Fátima já está caminhando para um segundo empréstimo, dessa vez com o objetivo de comprar um computador e uma máquina de estamparia. Com o crescimento do pequeno negócio, que ganhou o nome de “Maria Chiquinha”, ela já consegue dar emprego a três pessoas da família: dois filhos e uma cunhada.
A empresa fornece para duas lojas de João Pessoa e para uma casa de festas. “Também vendemos bonecas vestidas de noiva, para serem levadas pelas damas de honra no momento da entrada na igreja. Elas usam uma réplica do vestido da noiva”, conta Fátima.

Mas a microempreendedora já está de olho no mercado fora da Paraíba. No início do mês, ela viajou ao Rio de Janeiro para fazer contato com duas lojas interessadas nas peças. “Eu, que nunca tinha feito poupança, consegui economizar R$ 4 mil e fui ao Rio. Paguei minha passagem e a de três netos. Foi a primeira vez que eu andei de avião. Fiquei com tanto medo”, revela, sorrindo.

Ela também não esconde a felicidade quando começa a contar o que mudou na vida da família depois dos empréstimos do Empreender. “Jamais eu tive uma conta em banco e hoje em dia eu tenho. Esse programa foi muito importante para mim. Por isso eu pago sempre em dia para poder retirar um novo financiamento”, afirma.
 
Do fundo de quintal à formalidade – Outro caso de sucesso é o da fábrica de embalagens Formatus, do microempresário Iremar Porto e do filho dele, Vinícius Porto. Eles tomaram, em janeiro deste ano, um empréstimo de R$ 3,8 mil para compra de maquinário. Só iriam terminar de pagar no final de 2010, mas já decidiram: vão adiantar as prestações e encerrar tudo até o mês de dezembro. Motivo: as vendas estão indo tão bem, que eles querem retirar outro financiamento para aumentar a produção.

“Antes fazíamos tudo manualmente, então levávamos umas duas semanas para produzir 300 unidades. Hoje essas mesmas 300 unidades são fabricadas em dois ou três dias. Nossa capacidade máxima de produção está em 50 mil embalagens por mês”, revela Vinícius. O faturamento, que girava em torno de R$ 1 mil antes, agora já alcança os R$ 4 mil.

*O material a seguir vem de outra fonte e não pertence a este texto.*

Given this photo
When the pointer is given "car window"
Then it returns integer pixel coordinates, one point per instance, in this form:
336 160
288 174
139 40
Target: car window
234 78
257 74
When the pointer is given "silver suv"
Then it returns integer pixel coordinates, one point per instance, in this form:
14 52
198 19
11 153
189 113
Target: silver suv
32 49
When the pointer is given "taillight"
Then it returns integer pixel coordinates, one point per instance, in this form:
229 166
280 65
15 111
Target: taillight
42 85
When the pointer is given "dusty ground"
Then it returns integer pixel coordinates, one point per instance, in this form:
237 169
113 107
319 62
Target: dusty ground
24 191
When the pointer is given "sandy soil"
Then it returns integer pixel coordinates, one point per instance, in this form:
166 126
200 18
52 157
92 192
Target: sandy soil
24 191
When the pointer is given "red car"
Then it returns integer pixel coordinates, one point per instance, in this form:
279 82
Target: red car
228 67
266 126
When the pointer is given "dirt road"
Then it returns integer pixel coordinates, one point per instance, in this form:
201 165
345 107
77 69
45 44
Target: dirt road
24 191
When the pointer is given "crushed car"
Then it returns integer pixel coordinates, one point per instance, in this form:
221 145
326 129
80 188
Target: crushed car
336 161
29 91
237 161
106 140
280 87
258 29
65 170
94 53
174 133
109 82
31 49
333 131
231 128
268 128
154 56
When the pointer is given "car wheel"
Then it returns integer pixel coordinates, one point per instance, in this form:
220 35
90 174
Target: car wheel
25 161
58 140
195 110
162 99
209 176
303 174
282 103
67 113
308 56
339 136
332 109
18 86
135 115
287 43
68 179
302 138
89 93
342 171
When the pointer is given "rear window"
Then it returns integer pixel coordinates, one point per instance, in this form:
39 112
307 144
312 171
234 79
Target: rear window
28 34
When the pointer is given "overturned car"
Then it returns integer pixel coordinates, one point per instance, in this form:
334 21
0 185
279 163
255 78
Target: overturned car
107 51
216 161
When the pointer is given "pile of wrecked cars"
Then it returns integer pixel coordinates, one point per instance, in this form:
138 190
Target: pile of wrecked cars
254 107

A empresa atende atualmente a uma média de 80 clientes, sendo 30 deles fixos.

Em fevereiro, um mês depois de sair o empréstimo do Empreender, a Formatus conseguiu se formalizar. “Era necessário para que nós conseguíssemos emitir nota fiscal e trabalhar com grandes empresas. Desta forma, conseguimos ganhar mais clientes. Saímos do fundo de quintal para a formalidade”, comemora Vinícius.

Desde então, a produção mensal vem dobrando mês a mês, levando a empresa a necessitar de mais três pessoas. “Hoje somos eu, meu pai, a esposa dele e um vendedor externo. Quando a demanda é maior, chamamos alguns trabalhadores por tempo determinado. Mas no mês que vem vamos fazer entrevistas para contratar mesmo”, revelou.